Re: world-government

Sat, 4 Oct 1997 17:14:24 +0100 (IST)
Richard K. Moore (rkmoore@iol.ie)

10/02/97, Warren Wagar wrote:

> World government is essential for at least three reasons:
>
> 1. To ensure the equitable distribution of wealth and
> natural resources among the world's peoples. ...
> 2. To protect the biosphere. ...
> 3. To safeguard world peace. ...

I see. The vision is that an enlightened global state _somehow_ comes into
existence, _somehow_ remains stable forever, _somehow_ is never subverted
by special interests, and _somehow_ always adapts benignly and successfully
to changing conditions.

I dispute every one of these implicit assumptions, and suggest that the
historical record agrees with me. I'd frame my own argument along two
lines: (1) long term system stability, and (2) the creation scenario.

(1) As regards stability - monoculture is inherently maladaptive; it is
inferior to diversity. Just as the single-strain Irish potato crop all
failed at once from a single blight, so would a single world government be
all-at-once vulnerable to a special-interest takeover or to any other
serious system perturbation (natural, economic, or political). Voluntary
mutual cooperation among enlightened sovereign states would be considerably
more robust over time, and would be no less difficult to achieve than a
single enlightened hierarchical government.
It is instructive to note here that voluntary cooperation among
major European powers has been achieved _in advance_ of the upcoming (and
retrograde) European federal state.

(2) As regards the creation scenario - one must have a plan/scenario by
which the goals are to be achieved, by which the future system is to come
about. As argued in the response to Adam Webb, I believe "salvation
through apocalypse" is demonstrably a dead end - is jumping from the fying
pan into the fire. The best hope for enlightened governance of _any_
variety is through orderly change with ongoing stability preserved. And
with democratic institutions being rapidly and systematically dismantled on
a global scale, there is an historical necessity to organize for peaceful
revolution with extreme urgency and singleness of purpose.

International brotherhood and mutual solidarity have a critical
_supporting_ role to play, but the only productive focus of _primary_
effort, under existing circumstances, is the achievement of democratic
revolution within each sovereign state. And the West _must_ take the lead
- if the West remains elite-capitalist dominated the rest of the world is
doomed, given the West's many-times-over military hegemony.
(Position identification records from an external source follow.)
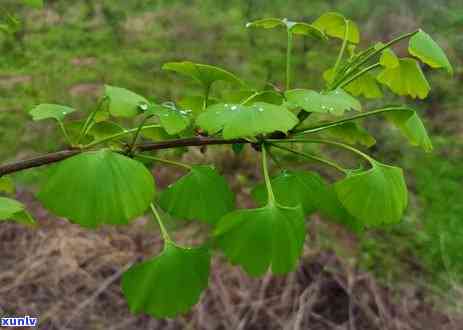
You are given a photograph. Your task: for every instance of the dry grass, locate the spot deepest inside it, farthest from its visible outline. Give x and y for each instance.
(69, 278)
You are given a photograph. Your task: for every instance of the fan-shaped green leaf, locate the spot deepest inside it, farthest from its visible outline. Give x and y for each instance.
(172, 119)
(366, 86)
(169, 284)
(376, 196)
(351, 133)
(34, 3)
(410, 124)
(256, 239)
(7, 185)
(50, 111)
(300, 28)
(11, 209)
(237, 120)
(124, 103)
(293, 188)
(203, 74)
(405, 79)
(334, 25)
(101, 187)
(427, 50)
(334, 102)
(202, 195)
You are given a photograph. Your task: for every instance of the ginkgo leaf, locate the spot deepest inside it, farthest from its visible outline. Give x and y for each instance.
(350, 133)
(405, 79)
(421, 45)
(300, 28)
(376, 196)
(365, 85)
(34, 3)
(202, 195)
(410, 124)
(334, 25)
(238, 121)
(98, 187)
(7, 185)
(203, 74)
(256, 239)
(173, 119)
(11, 209)
(50, 111)
(334, 102)
(124, 103)
(168, 284)
(293, 188)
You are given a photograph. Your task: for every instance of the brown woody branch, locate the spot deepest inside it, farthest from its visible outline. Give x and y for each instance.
(63, 154)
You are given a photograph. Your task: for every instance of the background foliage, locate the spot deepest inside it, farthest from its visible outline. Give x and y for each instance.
(66, 54)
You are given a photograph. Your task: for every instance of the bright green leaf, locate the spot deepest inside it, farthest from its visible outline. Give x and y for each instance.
(300, 28)
(376, 196)
(427, 50)
(124, 103)
(389, 59)
(293, 188)
(405, 79)
(50, 111)
(172, 119)
(351, 133)
(202, 195)
(365, 85)
(256, 239)
(169, 284)
(239, 121)
(410, 124)
(11, 209)
(203, 74)
(7, 185)
(334, 102)
(34, 3)
(334, 25)
(98, 187)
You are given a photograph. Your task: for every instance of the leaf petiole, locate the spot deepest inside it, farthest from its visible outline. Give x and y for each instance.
(342, 121)
(353, 69)
(288, 59)
(313, 157)
(271, 196)
(65, 133)
(165, 161)
(343, 47)
(164, 233)
(118, 135)
(328, 142)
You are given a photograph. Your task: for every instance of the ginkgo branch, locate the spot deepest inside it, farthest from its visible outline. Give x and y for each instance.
(312, 157)
(165, 161)
(63, 154)
(328, 142)
(345, 120)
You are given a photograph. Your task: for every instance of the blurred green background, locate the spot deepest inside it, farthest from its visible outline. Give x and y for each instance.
(66, 52)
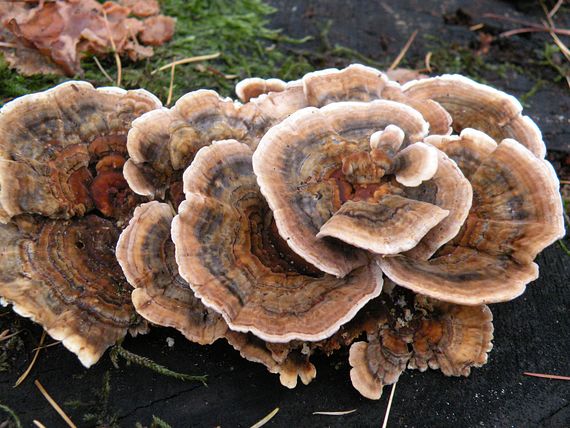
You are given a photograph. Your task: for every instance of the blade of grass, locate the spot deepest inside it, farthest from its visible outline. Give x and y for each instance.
(266, 419)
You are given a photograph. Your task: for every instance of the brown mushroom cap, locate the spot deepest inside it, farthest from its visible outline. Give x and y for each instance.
(516, 213)
(420, 334)
(57, 274)
(253, 87)
(146, 255)
(353, 83)
(390, 226)
(473, 105)
(298, 164)
(294, 365)
(232, 257)
(51, 142)
(61, 155)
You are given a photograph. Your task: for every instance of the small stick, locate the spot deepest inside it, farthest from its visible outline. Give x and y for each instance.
(54, 405)
(4, 336)
(347, 412)
(555, 8)
(29, 369)
(114, 47)
(171, 86)
(385, 424)
(187, 60)
(547, 376)
(266, 419)
(402, 53)
(428, 61)
(103, 70)
(47, 346)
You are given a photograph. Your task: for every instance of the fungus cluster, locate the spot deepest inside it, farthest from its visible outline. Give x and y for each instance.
(340, 210)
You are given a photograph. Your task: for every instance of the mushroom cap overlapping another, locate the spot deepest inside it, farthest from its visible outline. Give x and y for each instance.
(63, 200)
(271, 223)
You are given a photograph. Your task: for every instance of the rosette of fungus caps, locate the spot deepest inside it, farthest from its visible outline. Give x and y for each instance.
(63, 200)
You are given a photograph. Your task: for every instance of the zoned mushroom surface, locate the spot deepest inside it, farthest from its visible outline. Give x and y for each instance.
(313, 162)
(146, 255)
(516, 213)
(229, 251)
(64, 196)
(55, 273)
(62, 149)
(473, 105)
(421, 333)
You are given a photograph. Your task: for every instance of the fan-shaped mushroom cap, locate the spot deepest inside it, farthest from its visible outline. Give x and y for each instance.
(146, 255)
(431, 334)
(294, 365)
(63, 274)
(449, 190)
(390, 226)
(298, 165)
(353, 83)
(454, 338)
(253, 87)
(473, 105)
(163, 143)
(516, 213)
(379, 362)
(232, 257)
(50, 139)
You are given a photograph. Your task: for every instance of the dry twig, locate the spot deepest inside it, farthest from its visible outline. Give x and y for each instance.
(29, 369)
(56, 406)
(266, 419)
(547, 376)
(346, 412)
(387, 415)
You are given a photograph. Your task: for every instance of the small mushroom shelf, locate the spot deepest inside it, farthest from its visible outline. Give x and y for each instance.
(340, 210)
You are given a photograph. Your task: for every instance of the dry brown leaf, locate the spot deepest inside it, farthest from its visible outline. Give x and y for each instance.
(142, 8)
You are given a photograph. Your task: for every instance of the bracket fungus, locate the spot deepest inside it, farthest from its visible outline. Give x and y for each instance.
(63, 200)
(228, 250)
(419, 333)
(272, 223)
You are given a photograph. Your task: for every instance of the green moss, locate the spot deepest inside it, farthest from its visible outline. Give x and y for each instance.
(238, 29)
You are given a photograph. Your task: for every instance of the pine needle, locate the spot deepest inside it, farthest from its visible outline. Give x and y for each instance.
(5, 336)
(387, 415)
(118, 350)
(53, 404)
(171, 86)
(346, 412)
(403, 52)
(100, 67)
(187, 61)
(29, 369)
(547, 376)
(266, 419)
(13, 415)
(49, 345)
(114, 47)
(428, 61)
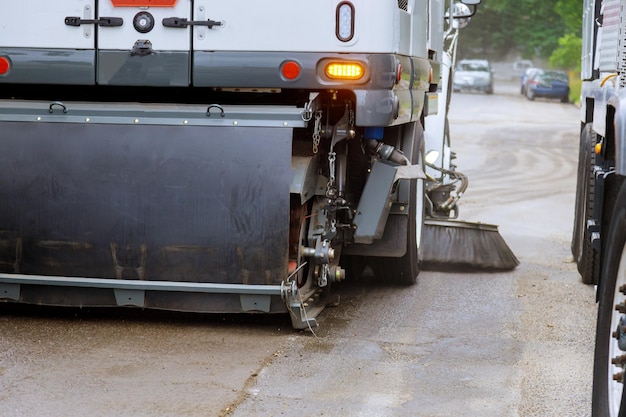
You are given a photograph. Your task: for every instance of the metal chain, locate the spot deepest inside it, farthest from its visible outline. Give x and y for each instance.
(317, 129)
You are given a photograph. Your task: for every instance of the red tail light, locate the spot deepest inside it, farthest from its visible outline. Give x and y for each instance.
(143, 3)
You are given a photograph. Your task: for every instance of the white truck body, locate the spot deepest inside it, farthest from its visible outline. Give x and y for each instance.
(197, 155)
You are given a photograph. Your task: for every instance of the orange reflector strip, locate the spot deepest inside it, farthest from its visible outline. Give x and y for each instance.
(5, 65)
(344, 70)
(290, 70)
(143, 3)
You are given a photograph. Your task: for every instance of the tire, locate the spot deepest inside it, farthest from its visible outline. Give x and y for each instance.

And an
enlightened West - Can you imagine it? - could be ever-so effective in
_guiding_ (not coercing) the rest of the world to a similar enlightened
state.

At every stage the MEANS IS THE END: (1) the organizing and popular
"uprising" required to achieve democratic revolution is in fact the
creation of the popular infrastructures necessary to support enlightened
governance in a modern Western state; (2) the unfolding mutual cooperation
of revolutionary democratic Western states, and the collective experience
of supporting the rest of the world in joining, is in fact the creation of
the very collaborative paradigm that is needed to enable ongoing world
peace and cooperation.

---

In closing, I dispute one of Warren's goals: "equitable distribution of wealth and natural resources among the world's peoples".

For _many_ reasons - even though world trade should certainly be encouraged - an emphasis on local self-sufficiency is called for. It should be recognized here, as Michael Parenti develops in "The Sword and the Dollar", that the Third World is by no means poor - the problem is that the West has been stealing (by force) its resources for the past several centuries. A simple cessation of imperialism (including national expropriation of resources and repudiation of debts, with Western cooperation) would immediately achieve a major shift of wealth from the First to Third Worlds. Forced redistribution beyond that is inadvisable.

I contend that "equitable distribution of resources" is ecologically unsound - if what you mean, for example, is that desert dwellers should have the same access to water as, say, a Norwegian. If you want to live in the desert, you'd better know how to get by with what's available there, or what you can trade for. Otherwise we'd be creating ecologically unsustainable economies all over the world, based on the centrally-planned massive re-distribution of global resources. This would be a capitalist-developers dream scenario, not the dream of one seeking a sustainable world.